Variedades

Gaspar Noé e a sua mais nova provocação

30/01/2019

De forma muito consciente, Gaspar Noé compara o cinema a uma montanha russa. “Tem gente que vai ao parque de diversões e aprecia os brinquedos mais moderados. Eu filmo para quem prefere emoções mais selvagens, uma montanha russa.” Filho de pais argentinos, Gaspar Noé viveu até os cinco anos em Nova York, dos cinco aos 12 na Argentina, aí veio a ditadura, os pais – de esquerda – se exilaram e foram viver na França. Quando resolveu ser diretor, estagiou com ‘Pino’ – Fernando Solanas -, pai de um amigo. Com Irreversível, em 2002, virou o diretor que, após a aposentadoria de Dirty Harry, o personagem emblemático de Clint Eastwood, as feministas amam odiar.
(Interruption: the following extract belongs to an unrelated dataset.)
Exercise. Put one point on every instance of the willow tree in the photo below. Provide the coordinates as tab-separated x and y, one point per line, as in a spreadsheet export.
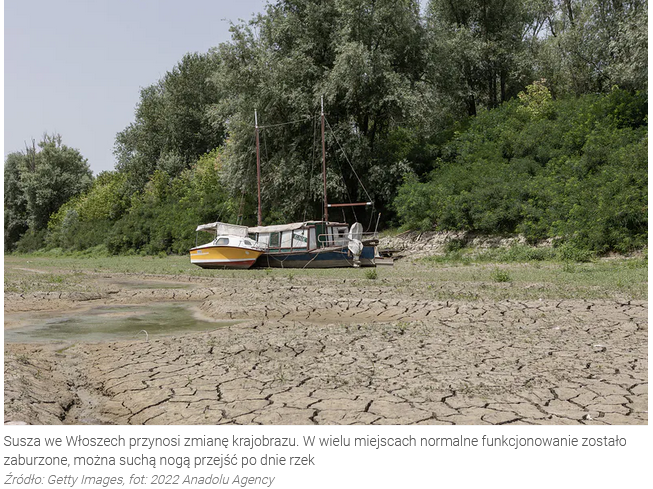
365	57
Lembram de Irreversível? O estupro da personagem de Monica Bellucci naquela passagem subterrânea, a história contada de trás para a frente? Desde então, o nome de Gaspar Noé virou sinônimo de escândalo, de provocação. Pela primeira vez ele visita o Brasil, não como turista, mas como cineasta, apresentando um trabalho. Clímax não foge à regra do que Noé gosta de mostrar. Um grupo de bailarinos. Uma situação extrema. Sob o efeito do álcool, talvez de droga – há a suspeita de que LSD tenha sido colocado na bebida -, o grupo surta, inicia um processo psicótico/alucinógeno coletivo. E se desintegra. O filme estreia nesta quinta, 31. Noé veio numa viagem relâmpago. Deu entrevista na terça, prestigiou a pré-estreia, naquela noite, e já está voltando.

Como nasceu esse Clímax? “Estava desenvolvendo projetos que não davam certo por diferentes motivos, mas tinham em comum o fato de versar sobre catástrofes. Maraval, o produtor, me perguntou se eu não seria capaz de fazer algo pequeno, barato, para filmar rapidamente. Embora nem todos os meus filmes obedeçam a esse modelo, tenho a experiência de fazer filmes rápidos. Esse nasceu assim, vagamente inspirado numa ocorrência com um grupo de teatro, que eu transformei em dança. Cinco páginas de roteiro, apenas. Os diálogos foram improvisados com os atores. Então, toda a aposta era encontrar o elenco certo. Busquei bailarinos, só duas, incluindo Sofia Boutella, que faz Selva, são atrizes profissionais.”

Os diálogos improvisados são os mais variados possíveis. Uma conversa machista entre dois dançarinos que viajam na liberação do seu desejo, antecipando oralmente tudo o que cada um deles quer fazer com alguma colega da bailarina. O jovem gay que também detalha o que gostaria de fazer com aquele carinha. Mas, de repente, em meio à paranoia que toma conta dos personagens, a barra fica mais pesada. A bailarina que pressente o perigo e tranca o filho pequeno num quarto, e perde a chave, e o garoto urra como bicho pedindo socorro à mãe. A grávida que tem um surto e tenta se matar. “Para improvisar, você precisa criar um clima de liberdade e confiança. Precisa deixar seu elenco solto para fazer tentativas.

Algumas cenas foram filmadas 15, 17 vezes até atingir a intensidade que buscava.”
Uma parte, justamente a mais intensa, quando já está todo mundo louco, é filmada em plano sequência. “Não são as partes que têm mais diálogo. Em geral, são as cenas mais físicas. A gente fazia a marcação, delimitava o espaço e o operador e eu ficávamos livres para também participar da dança com o elenco.” A alucinação parece tão real que… Os atores se drogaram? “Não, até porque sob efeito de drogas ou bebida eles não rendiam. Então, o que fiz foi mostrar alguns filmes – Marat Sade, de Peter Brook; Os Demônios, de Ken Russell – e documentários sobre drogas e doenças mentais. Meu cinema, apesar da armação ficcional, tem algo de documentário, pelo método.” Como Irreversível, Enter the Void/Viagem Alucinante e Love, Clímax esteve em Cannes. Passou numa sessão à meia-noite, com direito a tapete vermelho. Gaspar Noé é queridinho em Cannes. Na opinião dele, por quê? “O festival, como evento midiático, precisa dos escândalos que eu forneço.” E não é chato ser o escandaloso? “Na verdade, não me sinto assim. Provoco polêmica. Por Enter the Void, me chamaram até de religioso, na medida em que o filme seria budista.”

As informações são do jornal O Estado de S. Paulo.